Why “Distressed M&A” Is Different
No matter the underlying cause of the distress, all financially troubled companies face similar challenges that require a heightened sense of urgency on the part of management as well as the financial advisor. When a business lacks the capacity to pay debts as they become due, the going-concern value of the business is jeopardized, as creditors (including the company’s suppliers and employees as well as its lenders) may begin to take steps to protect their interests, thereby accelerating, and exacerbating, the problem. As a consequence, the decisions and actions of the company’s management in such special situations take on a greater importance, and therefore it is critical to retain experienced professionals to advise on the legal, financial, and bankruptcy-related issues that will arise as the company seeks to identify workable solutions to critical, time-sensitive issues.
Why Experience Matters (“The Playbook”)
In every distressed situation, there are a variety of constituents that have a stake in the outcome.
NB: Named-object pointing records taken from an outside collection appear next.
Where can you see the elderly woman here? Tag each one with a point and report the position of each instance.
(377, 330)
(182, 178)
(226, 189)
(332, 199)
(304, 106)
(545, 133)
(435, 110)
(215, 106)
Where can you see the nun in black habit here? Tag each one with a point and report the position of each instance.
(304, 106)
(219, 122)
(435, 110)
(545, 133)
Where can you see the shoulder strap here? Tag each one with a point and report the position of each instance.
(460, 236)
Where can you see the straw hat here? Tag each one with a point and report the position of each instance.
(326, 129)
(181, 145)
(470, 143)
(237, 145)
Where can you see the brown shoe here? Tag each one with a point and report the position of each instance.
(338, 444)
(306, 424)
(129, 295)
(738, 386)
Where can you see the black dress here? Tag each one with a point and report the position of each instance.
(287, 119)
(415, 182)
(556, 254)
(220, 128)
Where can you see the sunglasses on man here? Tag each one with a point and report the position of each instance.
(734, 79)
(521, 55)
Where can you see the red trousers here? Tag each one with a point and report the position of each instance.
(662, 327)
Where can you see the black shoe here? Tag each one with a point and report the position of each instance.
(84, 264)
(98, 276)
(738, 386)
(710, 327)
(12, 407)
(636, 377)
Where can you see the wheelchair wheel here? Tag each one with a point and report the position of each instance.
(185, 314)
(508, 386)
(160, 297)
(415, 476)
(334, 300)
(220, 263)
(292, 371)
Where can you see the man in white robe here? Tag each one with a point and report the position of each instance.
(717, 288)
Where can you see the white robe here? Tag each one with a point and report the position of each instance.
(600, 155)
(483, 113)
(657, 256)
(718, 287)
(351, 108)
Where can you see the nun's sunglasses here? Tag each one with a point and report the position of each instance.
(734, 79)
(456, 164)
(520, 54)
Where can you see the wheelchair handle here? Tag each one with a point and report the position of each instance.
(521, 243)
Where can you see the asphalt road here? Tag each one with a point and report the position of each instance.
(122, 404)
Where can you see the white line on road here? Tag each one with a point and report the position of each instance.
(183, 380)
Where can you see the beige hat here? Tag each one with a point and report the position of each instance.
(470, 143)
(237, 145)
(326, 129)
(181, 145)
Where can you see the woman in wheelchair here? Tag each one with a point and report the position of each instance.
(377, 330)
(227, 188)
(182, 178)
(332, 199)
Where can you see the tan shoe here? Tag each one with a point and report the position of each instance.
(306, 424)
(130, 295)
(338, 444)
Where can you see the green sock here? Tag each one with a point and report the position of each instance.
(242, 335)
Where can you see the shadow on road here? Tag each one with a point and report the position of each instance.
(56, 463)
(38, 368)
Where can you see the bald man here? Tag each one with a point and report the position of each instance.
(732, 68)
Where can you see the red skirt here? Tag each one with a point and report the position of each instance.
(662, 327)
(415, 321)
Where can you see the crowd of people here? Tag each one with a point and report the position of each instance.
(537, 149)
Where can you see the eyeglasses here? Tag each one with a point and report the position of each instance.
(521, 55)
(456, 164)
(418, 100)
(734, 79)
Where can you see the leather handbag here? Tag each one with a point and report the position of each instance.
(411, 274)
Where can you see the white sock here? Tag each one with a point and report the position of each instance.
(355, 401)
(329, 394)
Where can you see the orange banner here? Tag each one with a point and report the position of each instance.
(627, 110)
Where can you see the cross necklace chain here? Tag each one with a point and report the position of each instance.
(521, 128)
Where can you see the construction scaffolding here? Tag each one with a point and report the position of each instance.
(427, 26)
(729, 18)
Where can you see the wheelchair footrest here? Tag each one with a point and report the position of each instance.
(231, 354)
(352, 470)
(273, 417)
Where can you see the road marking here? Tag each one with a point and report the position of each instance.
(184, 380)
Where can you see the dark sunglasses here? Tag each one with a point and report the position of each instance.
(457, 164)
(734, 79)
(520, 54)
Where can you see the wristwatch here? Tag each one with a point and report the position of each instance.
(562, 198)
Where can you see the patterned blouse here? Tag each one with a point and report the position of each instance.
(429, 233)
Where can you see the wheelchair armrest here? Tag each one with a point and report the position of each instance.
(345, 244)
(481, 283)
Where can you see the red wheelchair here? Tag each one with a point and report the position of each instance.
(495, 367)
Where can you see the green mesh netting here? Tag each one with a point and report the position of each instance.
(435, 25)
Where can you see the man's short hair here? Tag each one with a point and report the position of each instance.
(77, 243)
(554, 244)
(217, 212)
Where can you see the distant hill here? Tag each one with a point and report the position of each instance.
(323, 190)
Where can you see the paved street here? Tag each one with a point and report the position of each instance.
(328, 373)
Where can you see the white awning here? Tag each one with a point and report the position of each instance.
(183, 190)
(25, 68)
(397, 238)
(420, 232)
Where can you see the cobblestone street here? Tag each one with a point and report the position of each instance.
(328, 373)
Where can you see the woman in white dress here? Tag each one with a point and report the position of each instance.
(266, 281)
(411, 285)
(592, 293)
Many of these constituents are (or eventually will be) represented by attorneys that are seeking to protect their clients’ interests. These attorneys are all playing by a set of rules, colloquially known as “the playbook”. It’s critical that your company is represented by competent and experienced professionals that know the rules and know how to avoid making a bad situation worse. Here are a few highlights from the “book” to give you a better sense of why experience matters:
- Chapter 1 (Creditor’s Rights), Page 1: As a supplier to a company that has stopped paying or stretched out their payments, you can force your customer into bankruptcy if you can convince two other creditors (such as the company’s landlord and one other supplier) to sign on to the involuntary petition.
- Chapter 2 (Debtor’s Rights), Page 5: If the company shutters a facility (or several) and cannot secure a release from the landlord(s), the outstanding lease obligation may imperil the business at the expense of other stakeholders. In such event, the company may file for relief in the Bankruptcy Court, and in most cases, settle the obligation for the equivalent of one year’s rent (or less).
- Chapter 4 (Fraudulent Transfers), Page 21: Any transfers from the company to insiders (including bonuses, severance payments, etc.) made less than 12 months prior to filing can be disgorged by the Court. Therefore, if management is taking bonuses in December and then failing to pay creditors in August, the creditors can petition the Court to take back those bonuses in order to satisfy the company’s obligations to suppliers and other creditors.
- Chapter 9 (Fiduciary Responsibility), Page 112: If the company employs 100 or more employees, it is required to provide a 60 calendar-day advance notification of any plant closing or significant reduction in force, per the terms of the Worker Adjustment and Retraining Notification Act (WARN Act). If adequate notice is not given, then the company can be held responsible for paying equivalent wages for the 60-day notice period, and if the company can’t pay, then the Board and/or the executive officers of the company can be held personally liable.